Bruce Ivins was a juggler, a gardener, a church musician, a Red Cross volunteer — and a suspected multiple murderer, federal authorities said.
Some who knew him scoffed at the government’s assertion that Ivins sent the anthrax letters that killed five people and sickened 17 in the fall of 2001. But court documents indicate the outwardly mild-mannered Ivins had a menacing side.
Documents show that Ivins recently received psychiatric treatment and that he was ordered last week to stay away from Jean Duley, a social worker who counseled him. In her handwritten application for a protective order, Duley wrote that Ivins had stalked and threatened to kill her and had a long history of homicidal threats.
PHOTO: AP
Ivins, 62, committed suicide last week as federal prosecutors zeroed in on him as a suspect in the 2001 attacks. They were planning to indict him and seek the death penalty.
Ivins’ brother, Tom Ivins, who stressed that had not spoken to Bruce since 1985, was not shocked to hear that his brother was accused of making death threats and he conceded the possibility that Bruce may have been the anthrax mailer.
“It makes sense, what the social worker said,” Tom Ivins said. “He considered himself like a god.”
Some who knew Ivins said the scrutiny of the investigation was too much for him to bear.
“The relentless pressure of accusation and innuendo takes its toll in different ways,” his attorney, Paul Kemp, said in a statement.
“In Dr Ivins’ case, it led to his untimely death,” he said.
Ivins had worked for the past 35 years at the government’s biodefense labs at Fort Detrick, Maryland.
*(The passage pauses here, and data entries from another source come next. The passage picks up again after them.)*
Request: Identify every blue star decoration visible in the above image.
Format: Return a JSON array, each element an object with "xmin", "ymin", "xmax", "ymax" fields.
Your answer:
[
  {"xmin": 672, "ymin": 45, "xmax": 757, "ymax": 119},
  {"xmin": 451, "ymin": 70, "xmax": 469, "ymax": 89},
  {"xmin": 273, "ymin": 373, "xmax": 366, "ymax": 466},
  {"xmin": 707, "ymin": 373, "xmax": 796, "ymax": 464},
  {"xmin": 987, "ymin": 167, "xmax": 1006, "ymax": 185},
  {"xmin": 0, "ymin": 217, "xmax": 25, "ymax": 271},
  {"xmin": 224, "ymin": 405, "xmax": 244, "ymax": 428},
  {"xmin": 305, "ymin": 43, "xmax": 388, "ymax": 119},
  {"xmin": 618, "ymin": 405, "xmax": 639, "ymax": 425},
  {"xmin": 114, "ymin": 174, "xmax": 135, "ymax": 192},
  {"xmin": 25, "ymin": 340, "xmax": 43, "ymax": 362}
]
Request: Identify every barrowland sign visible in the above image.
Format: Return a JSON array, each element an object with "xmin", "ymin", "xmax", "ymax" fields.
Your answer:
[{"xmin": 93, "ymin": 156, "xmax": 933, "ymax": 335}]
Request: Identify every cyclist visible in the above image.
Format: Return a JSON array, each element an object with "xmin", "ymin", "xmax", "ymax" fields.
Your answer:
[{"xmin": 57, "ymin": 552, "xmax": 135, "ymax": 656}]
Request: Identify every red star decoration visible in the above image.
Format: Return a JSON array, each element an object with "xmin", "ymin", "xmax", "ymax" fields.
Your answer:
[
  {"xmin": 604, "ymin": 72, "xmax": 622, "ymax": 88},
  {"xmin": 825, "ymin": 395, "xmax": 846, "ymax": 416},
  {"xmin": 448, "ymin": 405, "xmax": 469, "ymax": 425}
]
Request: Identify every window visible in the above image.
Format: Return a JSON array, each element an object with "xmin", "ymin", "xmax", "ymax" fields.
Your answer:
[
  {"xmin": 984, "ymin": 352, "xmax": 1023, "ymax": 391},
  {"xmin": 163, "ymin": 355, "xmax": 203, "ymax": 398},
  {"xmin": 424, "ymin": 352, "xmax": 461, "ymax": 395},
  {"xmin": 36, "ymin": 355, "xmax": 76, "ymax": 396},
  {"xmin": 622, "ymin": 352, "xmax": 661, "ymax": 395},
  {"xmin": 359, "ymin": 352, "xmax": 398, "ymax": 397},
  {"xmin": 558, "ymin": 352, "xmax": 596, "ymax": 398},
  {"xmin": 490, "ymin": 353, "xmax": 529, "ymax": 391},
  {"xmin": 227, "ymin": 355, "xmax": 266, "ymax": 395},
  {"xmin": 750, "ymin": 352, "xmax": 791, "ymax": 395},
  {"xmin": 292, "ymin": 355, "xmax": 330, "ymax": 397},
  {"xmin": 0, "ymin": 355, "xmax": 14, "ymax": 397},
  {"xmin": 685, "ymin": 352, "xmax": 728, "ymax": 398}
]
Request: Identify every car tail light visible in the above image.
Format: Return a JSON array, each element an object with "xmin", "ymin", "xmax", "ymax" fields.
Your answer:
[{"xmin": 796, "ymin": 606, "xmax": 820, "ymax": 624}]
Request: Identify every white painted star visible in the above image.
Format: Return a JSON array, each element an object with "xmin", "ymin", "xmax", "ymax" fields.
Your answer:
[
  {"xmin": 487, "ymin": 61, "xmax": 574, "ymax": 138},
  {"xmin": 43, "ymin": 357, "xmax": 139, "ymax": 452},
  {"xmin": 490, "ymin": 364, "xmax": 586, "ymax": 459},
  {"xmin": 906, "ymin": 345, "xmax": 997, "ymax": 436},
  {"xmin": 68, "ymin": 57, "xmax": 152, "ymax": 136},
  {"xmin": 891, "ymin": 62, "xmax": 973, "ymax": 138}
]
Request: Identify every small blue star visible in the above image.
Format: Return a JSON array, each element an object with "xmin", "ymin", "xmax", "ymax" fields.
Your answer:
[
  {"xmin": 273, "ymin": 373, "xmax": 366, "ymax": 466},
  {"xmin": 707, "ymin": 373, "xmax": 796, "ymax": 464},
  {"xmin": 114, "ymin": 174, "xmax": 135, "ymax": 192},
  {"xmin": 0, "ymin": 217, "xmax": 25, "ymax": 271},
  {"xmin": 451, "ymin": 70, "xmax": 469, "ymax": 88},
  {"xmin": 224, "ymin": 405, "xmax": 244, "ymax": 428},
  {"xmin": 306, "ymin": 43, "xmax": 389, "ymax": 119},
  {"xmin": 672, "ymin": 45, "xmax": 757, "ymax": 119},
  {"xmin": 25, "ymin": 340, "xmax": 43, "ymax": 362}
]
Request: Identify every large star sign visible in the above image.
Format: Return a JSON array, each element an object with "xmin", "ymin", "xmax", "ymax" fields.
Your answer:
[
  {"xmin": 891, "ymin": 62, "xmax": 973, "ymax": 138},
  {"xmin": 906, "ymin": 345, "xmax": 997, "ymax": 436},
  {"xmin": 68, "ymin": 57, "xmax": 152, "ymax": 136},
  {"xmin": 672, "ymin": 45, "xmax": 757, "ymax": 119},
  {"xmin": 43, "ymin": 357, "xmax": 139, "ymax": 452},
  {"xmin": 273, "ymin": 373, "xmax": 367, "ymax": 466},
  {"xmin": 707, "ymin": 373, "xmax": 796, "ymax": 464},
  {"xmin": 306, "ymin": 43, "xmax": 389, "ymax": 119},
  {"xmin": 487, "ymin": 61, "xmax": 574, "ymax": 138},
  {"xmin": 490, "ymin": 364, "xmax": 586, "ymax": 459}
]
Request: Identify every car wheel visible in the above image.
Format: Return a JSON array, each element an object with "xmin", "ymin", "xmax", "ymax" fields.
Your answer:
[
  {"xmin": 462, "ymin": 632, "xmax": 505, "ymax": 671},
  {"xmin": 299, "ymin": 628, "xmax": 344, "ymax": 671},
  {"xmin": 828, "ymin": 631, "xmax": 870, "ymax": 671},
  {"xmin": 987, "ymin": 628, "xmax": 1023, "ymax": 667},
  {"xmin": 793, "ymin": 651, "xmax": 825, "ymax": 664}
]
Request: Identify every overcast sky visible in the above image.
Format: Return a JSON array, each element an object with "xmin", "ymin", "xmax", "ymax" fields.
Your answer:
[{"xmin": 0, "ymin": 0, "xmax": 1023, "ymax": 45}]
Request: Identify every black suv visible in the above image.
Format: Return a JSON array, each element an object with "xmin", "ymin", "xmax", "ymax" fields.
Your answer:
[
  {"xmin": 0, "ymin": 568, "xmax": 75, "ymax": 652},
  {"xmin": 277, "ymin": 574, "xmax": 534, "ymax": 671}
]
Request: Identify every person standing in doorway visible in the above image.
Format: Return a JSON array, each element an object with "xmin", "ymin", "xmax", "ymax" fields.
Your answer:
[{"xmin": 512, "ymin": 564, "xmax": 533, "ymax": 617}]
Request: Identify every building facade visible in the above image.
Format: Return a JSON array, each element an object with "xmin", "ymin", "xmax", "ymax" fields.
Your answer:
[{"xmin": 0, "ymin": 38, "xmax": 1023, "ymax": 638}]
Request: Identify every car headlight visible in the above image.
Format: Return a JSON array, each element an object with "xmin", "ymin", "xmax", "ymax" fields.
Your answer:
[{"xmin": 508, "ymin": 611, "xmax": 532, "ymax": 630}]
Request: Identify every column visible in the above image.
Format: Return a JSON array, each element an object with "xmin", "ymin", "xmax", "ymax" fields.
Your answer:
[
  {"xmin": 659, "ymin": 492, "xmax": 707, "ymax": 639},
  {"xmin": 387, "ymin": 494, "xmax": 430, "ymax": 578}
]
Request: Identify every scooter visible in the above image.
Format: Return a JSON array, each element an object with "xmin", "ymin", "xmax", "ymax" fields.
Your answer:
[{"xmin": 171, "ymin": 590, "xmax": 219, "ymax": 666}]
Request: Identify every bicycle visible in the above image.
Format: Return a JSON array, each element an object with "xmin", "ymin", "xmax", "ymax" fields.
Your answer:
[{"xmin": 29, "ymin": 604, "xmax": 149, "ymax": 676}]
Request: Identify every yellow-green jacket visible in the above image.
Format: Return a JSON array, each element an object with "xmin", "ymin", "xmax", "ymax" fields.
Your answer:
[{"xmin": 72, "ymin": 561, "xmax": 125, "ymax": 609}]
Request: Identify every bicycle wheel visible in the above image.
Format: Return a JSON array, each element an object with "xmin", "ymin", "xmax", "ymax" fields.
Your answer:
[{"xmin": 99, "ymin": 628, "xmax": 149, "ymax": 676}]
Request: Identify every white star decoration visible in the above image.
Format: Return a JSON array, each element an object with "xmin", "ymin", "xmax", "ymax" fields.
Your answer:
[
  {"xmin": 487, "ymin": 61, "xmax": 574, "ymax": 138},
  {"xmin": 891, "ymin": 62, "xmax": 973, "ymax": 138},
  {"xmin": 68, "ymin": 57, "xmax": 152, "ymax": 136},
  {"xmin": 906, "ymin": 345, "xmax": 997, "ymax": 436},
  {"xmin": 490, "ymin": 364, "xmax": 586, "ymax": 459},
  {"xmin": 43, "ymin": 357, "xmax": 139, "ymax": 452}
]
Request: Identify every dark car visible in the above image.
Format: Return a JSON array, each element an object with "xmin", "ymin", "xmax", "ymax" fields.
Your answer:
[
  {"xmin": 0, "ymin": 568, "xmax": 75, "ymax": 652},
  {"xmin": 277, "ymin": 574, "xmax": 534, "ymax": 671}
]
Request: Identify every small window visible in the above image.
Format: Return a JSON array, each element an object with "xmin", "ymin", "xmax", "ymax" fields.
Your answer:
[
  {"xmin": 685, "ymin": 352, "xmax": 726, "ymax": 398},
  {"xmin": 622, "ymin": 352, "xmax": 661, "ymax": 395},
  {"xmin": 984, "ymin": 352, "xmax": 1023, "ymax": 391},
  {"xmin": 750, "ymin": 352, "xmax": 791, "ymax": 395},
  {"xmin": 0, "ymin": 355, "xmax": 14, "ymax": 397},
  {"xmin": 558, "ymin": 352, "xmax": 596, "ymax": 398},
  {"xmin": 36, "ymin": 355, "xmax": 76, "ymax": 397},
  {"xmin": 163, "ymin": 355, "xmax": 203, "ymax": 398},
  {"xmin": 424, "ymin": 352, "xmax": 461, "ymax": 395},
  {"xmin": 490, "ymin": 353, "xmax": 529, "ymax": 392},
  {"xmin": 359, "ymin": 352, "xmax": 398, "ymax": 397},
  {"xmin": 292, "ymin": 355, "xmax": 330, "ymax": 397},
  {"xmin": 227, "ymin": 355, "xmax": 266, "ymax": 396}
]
For more than a decade, he worked to develop an anthrax vaccine that worked even when different strains of anthrax were mixed, which made vaccines ineffective.
W. Russell Byrne, a colleague who worked in the bacteriology division of the Fort Detrick research facility, said Ivins was “hounded” by FBI agents and was hospitalized for depression last month.
Byrne and local police said Ivins was removed from his workplace out of fears that he might harm himself or others.
“I think he was just psychologically exhausted by the whole process,” Byrne said.
Still, Byrne did not think the probe would result in charges.
“If he was about to be charged, no one who knew him well was aware of that and I don’t believe it,” he said.